The three-chamber was performed as described previously [10, 12]. In brief, the apparatus was a rectangular transparent plastic box (17.5 × 41.4 × 22 cm), with two dividing walls that separate the box into three equal chambers. Each dividing wall had a sliding entrance to connect different chambers. Two cylindrical wire cages (10.5 cm in diameter and 11 cm in height) were put in the left and right chambers. The experiment comprised three 10-min sessions (habituation, sociability and novelty preference), with 5 min intervals between each session. During intervals, test mice were placed back in their home cage. In every session, the test mouse was placed into the central chamber and the two sliding doors were then simultaneously opened to allow the mouse to freely explore the whole environment. In the habituation session, both cylindrical wire cages were empty. In the sociability test session, an object (Ob) was placed in one of the wire cages and a stranger mouse (S1) was placed in the other wire cage. In the social novelty preference session, the object was replaced by another stranger mouse (S2). Mouse behaviors were recorded by videotaping from above. Sniffing toward the cylindrical wire cages was considered as social interaction, which was quantified manually without knowing the genotype of mice. The value of (TS1-TOb)/(TS1 + TOb) was defined as the preference index of sociability. The value of (TS2-TS1)/(TS2 + TS1) was defined as novelty preference. TOb is the interaction time with the object, TS1 is the interaction time with S1, and TS2 is the interaction time with S2.
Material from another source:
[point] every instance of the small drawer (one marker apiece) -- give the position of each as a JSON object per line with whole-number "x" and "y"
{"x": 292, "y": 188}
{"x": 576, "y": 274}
Statistical analysis and graphical outputs were performed using PRISM 5.03 or 8.3 (Graphpad software). All sample sizes, statistical data and corresponding statistical methods are summarized in Tables S1 and S2. In brief, to compare multiple groups with one variant, one-way ANOVA with Bonferroni multiple comparison post hoc test was performed for normally distributed data and Kruskal–Wallis test with Dunn’s multiple comparison test was performed for nonparametric distributed data. To compare multiple groups with two variants, two-way ANOVA was employed. To compare two groups of unrelated datasets, two-tailed Mann–Whitney test or unpaired t test was employed. In this report, P < 0.05 is regarded as significant. For cumulative distribution analysis, a Kolmogorov–Smirnov (K-S) test was performed (https://www.aatbio.com/tools/kolmogorov–smirnov-k-s-test-calculator). Outliers in the dataset were excluded using the “Identify outlier” tool in PRISM. All image analyses, including immunoblotting and morphometric analyses, were conducted using ImageJ (NIH). All morphometric and behavioral assay data were analyzed blind to minimize personal bias by relabeling the samples before being analyzed by another member of the laboratory. All statistical methods and results are summarized in Additional file 2: Table S1, Additional file 3: Table S2.